The following conditions apply if you are seeking FIRB approval to purchase an established dwelling:
- You must not rent out the property or any part of it;
- you use the property as your principal place of residence; and
- the property must be vacant at settlement
If the property ceases to be your principal place of residence or you stop being a temporary resident, you must dispose of the property within 6 months
Further conditions may apply if you purchase an established dwelling for redevelopment purposes, for example: demolishing and rebuilding a dwelling.
New dwellings
A new residential dwelling is a dwelling that:
- will be, is being, or has been, built on residential land;
- has not been previously occupied or (if it was sold in a development) was not occupied for more than 12 months; and
- Has not been previously sold as a dwelling.
An application to buy a new dwelling will typically be approved unless it has been constructed to replace a demolished dwelling.
Vacant land
Vacant land is land that has no substantive permanent building on it to be lawfully occupied by persons, goods or livestock.
The following conditions apply if you are seeking FIRB approval to purchase a vacant land:
- A residential dwelling is built on the land;
- construction is completed within 4 years from the FIRB approval date; and
- you do not sell, transfer or dispose of your interest in the land before construction is complete;
You submit evidence of completion of construction within 30 days of receiving it (e.g. builder’s completion certificate or certificate of occupancy and use)
Exemption certificate
You can obtain an exemption certificate if you anticipate having to make multiple attempts to purchase one property.
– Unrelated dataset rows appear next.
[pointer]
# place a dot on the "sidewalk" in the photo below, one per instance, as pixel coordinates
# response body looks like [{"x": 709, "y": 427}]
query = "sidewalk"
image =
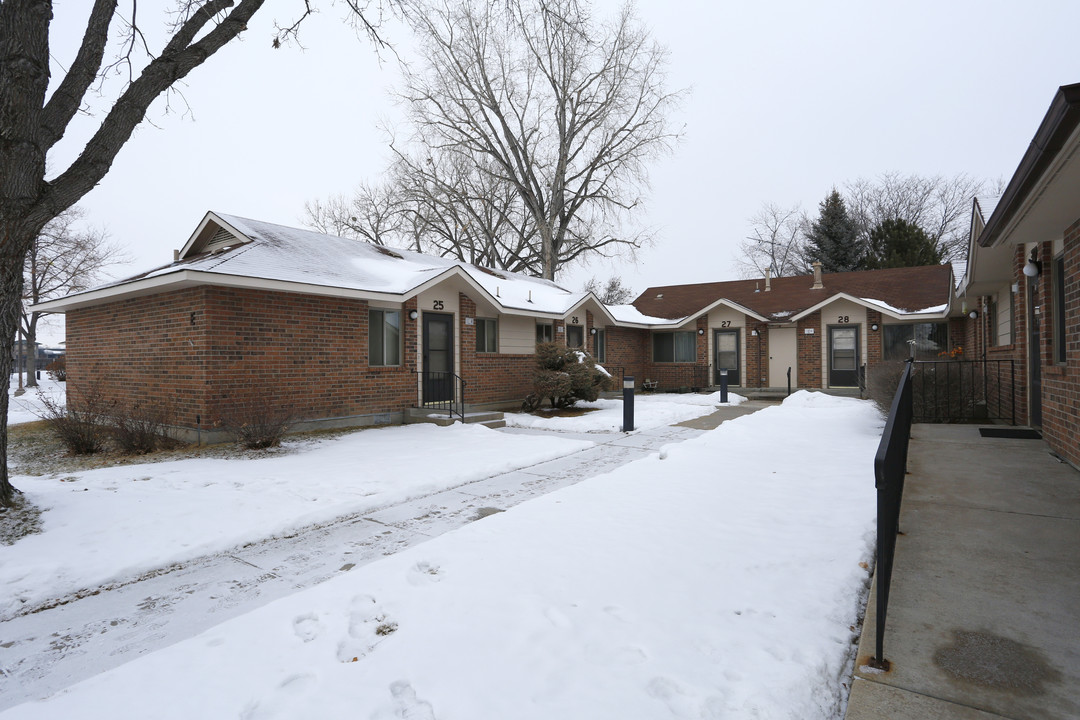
[
  {"x": 984, "y": 615},
  {"x": 84, "y": 637}
]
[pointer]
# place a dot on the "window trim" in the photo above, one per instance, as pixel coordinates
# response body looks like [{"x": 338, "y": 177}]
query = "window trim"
[
  {"x": 494, "y": 335},
  {"x": 672, "y": 335},
  {"x": 381, "y": 312},
  {"x": 550, "y": 334},
  {"x": 578, "y": 327},
  {"x": 1057, "y": 326}
]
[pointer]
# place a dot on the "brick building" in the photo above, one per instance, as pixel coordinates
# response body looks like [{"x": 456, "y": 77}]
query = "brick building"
[{"x": 1023, "y": 279}]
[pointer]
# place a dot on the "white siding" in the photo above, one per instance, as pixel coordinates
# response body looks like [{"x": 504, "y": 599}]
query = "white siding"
[{"x": 517, "y": 336}]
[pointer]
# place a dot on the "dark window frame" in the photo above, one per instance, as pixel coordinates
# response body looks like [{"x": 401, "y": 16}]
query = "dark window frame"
[
  {"x": 661, "y": 338},
  {"x": 487, "y": 333},
  {"x": 377, "y": 328},
  {"x": 545, "y": 333},
  {"x": 1057, "y": 283},
  {"x": 578, "y": 328}
]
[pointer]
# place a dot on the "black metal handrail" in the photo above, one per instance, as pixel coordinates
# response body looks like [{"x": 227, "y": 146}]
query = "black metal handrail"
[
  {"x": 890, "y": 465},
  {"x": 964, "y": 391},
  {"x": 442, "y": 390}
]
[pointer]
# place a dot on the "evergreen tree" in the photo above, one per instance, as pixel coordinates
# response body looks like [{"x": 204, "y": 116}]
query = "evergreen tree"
[
  {"x": 896, "y": 243},
  {"x": 833, "y": 239}
]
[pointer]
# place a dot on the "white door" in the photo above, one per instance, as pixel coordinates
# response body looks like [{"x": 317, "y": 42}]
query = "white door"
[{"x": 783, "y": 350}]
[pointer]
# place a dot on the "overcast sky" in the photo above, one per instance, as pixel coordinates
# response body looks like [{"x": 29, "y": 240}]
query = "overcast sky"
[{"x": 787, "y": 99}]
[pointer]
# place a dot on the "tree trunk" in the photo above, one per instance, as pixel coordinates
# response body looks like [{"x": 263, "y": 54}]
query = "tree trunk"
[{"x": 14, "y": 243}]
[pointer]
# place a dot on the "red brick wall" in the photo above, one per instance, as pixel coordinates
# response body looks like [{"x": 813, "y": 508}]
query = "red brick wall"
[
  {"x": 490, "y": 377},
  {"x": 1061, "y": 383},
  {"x": 809, "y": 351},
  {"x": 149, "y": 350},
  {"x": 207, "y": 351}
]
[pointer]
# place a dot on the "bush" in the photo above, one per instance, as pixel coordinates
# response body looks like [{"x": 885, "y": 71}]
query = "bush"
[
  {"x": 564, "y": 376},
  {"x": 257, "y": 423},
  {"x": 144, "y": 429},
  {"x": 82, "y": 426},
  {"x": 57, "y": 369}
]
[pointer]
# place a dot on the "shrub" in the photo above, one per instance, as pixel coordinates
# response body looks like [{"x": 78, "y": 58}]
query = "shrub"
[
  {"x": 57, "y": 369},
  {"x": 144, "y": 429},
  {"x": 564, "y": 376},
  {"x": 81, "y": 426},
  {"x": 257, "y": 423}
]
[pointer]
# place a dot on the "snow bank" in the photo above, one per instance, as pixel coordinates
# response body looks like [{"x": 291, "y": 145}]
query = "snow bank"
[
  {"x": 719, "y": 582},
  {"x": 649, "y": 411},
  {"x": 116, "y": 522}
]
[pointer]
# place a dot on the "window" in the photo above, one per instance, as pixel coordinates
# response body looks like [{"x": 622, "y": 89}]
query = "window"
[
  {"x": 674, "y": 348},
  {"x": 385, "y": 337},
  {"x": 575, "y": 336},
  {"x": 1058, "y": 282},
  {"x": 487, "y": 336},
  {"x": 926, "y": 340}
]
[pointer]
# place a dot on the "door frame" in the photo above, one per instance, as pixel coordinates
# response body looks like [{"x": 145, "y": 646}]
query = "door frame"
[
  {"x": 716, "y": 348},
  {"x": 828, "y": 355},
  {"x": 436, "y": 390}
]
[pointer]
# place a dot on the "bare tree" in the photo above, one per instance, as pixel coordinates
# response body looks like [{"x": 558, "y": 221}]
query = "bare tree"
[
  {"x": 775, "y": 243},
  {"x": 610, "y": 293},
  {"x": 65, "y": 258},
  {"x": 937, "y": 204},
  {"x": 32, "y": 121},
  {"x": 544, "y": 100}
]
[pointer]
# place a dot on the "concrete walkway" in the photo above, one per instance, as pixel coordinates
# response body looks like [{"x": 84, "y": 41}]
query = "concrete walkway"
[
  {"x": 984, "y": 615},
  {"x": 45, "y": 651}
]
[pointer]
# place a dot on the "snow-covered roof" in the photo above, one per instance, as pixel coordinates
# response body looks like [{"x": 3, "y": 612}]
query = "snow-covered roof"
[{"x": 227, "y": 246}]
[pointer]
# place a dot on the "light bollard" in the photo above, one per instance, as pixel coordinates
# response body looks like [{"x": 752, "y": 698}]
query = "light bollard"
[{"x": 628, "y": 403}]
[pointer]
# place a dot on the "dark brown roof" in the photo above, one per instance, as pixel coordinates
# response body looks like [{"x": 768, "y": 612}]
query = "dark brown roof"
[{"x": 909, "y": 289}]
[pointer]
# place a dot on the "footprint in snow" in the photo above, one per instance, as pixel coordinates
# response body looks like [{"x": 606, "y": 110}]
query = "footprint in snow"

For example, the exemption certificate allows you to bid on properties at auctions without having to seek individual FIRB approval for each attempted purchase of property.
The exemption certificate will:
- Be valid for 12 months from the date of approval
- Specify a limit on the property value, the state or territory of the property and the types of property that you may purchase
If you require any changes to the exemption certificate, such as the property type or value, you will have to submit a new FIRB application.
Fees and timeframe
You can make an application for a FIRB approval or an exemption certificate online through the ATO website. The amount of the application fee will depend on the value of the property: the higher the value of the property, the higher the application fee. Refer to the ATO website for a schedule of fees.
The current turnaround time for an approval is about 30 to 90 days.
To avoid your contract for sale falling over due to approval being refused, it is critical that a special condition is included that the contract is conditional upon receipt of FIRB approval.
Stamp duty surcharge
A stamp duty surcharge applies to foreign investors and temporary residents who purchase residential property (8% in NSW).
Selling a residential property as a foreign resident
If you are a foreign resident selling an Australian property worth more than $750,000, the purchaser of your property must withhold and pay the ATO on settlement 12.5% of the purchase price. This is referred to as foreign resident capital gains withholding which may be claimed back when you lodge your Australian tax return.